Aviones de fuego habla de amores, heridas, muertos vivientes, vivos muy muertos, letras que duelen, adicciones que adolecen de adiós y beso, rock’n’roll mudo, bares que aúllan, migrantes sin patria, patrias sin ciudadanos y calles que los mapas ni siquiera intuyen. Aviones de fuego habla de una ciudad que puede ser todas: una Barcelona que estamos perdiendo (y no me refiero al esperpento político de los últimos tiempos) como estamos perdiendo todas las metrópolis que algún día significaron algo para sus habitantes. Aviones de fuego seduce con páginas que se han dejado seducir por los ecos de Fonollosa y Calders, de Juan Goytisolo y Gil de Biedma… ¡también los de Lou Reed, claro! Aviones de fuego habla del amor que nunca muere porque jamás existió más allá de esa constelación de conexiones neuronales que, a los que escribimos –también a los que leemos-, nos resultan incomprensibles por ser demasiado científicas.

Y es que la Literatura está más cerca de la ancestral pasión por la divinidad y lo sobrenatural que por los guarismos y las raíces cuadradas que quieren cuadrar nuestro existir. Por eso, decía al inicio, creo en dios, y se llama Henry Miller. Por eso y por su maleable relación de porcentajes entre el romanticismo y el realismo y por la gloriosa exacerbación de la lengua… ese órgano del amor que también lo es de la comunicación. También, por eso, quede claro, amo y admiro a Emilio Losada que, junto a muy pocos -Claudio Ferrufino-Coqueugniot, Pepe Pereza, son otros-, a día de hoy, me confirma que Nietzsche estaba equivocado… no, Federico, amigo, dios no ha muerto… simplemente escribe como dios, oiga.

 

La novela Aviones de fuego ha sido publicada por Espuela de Plata, 2017

 


Pablo Cerezal nació en Madrid en 1972. Es escritor, articulista y guionista.

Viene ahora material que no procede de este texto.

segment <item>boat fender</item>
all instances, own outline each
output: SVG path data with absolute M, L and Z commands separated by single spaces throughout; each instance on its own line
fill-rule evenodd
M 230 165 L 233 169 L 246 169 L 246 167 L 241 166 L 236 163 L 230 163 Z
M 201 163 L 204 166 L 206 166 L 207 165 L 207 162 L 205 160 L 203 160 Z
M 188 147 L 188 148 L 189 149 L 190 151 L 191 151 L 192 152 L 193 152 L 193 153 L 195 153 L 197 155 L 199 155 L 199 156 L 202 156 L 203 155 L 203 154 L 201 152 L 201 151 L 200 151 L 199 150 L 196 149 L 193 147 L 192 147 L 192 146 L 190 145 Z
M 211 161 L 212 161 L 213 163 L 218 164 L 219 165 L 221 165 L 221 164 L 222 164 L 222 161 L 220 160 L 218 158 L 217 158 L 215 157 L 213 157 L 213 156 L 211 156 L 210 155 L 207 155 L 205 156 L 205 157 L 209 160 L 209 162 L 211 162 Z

Ha publicado la novela Los Cuadernos del Hafa (2012), hoy considerada novela de culto, y, junto al escritor boliviano Claudio Ferrufino-Coquieugniot, el volumen de crónicas Madrid-Cochabamba (cartografía del desastre) (2015). Entre 2013 y 2015 participa en antologías literarias como Erosionados, El Descrédito. Viajes Literarios en torno a Louis-Ferdinand Céline, y Hey Bob! Asesor de guion en el documental Quinuera (2014), coguionista de los documentales Madrid-Cochabamba (2015) y Geometría del esplendor (2016) y colaborador en numerosos medios escritos, como Frontera D (España), La Razón (Bolivia), y Red Marruecos (Marruecos). Mantiene los blogs Postales desde el Hafa y Vislumbres de El Dorado.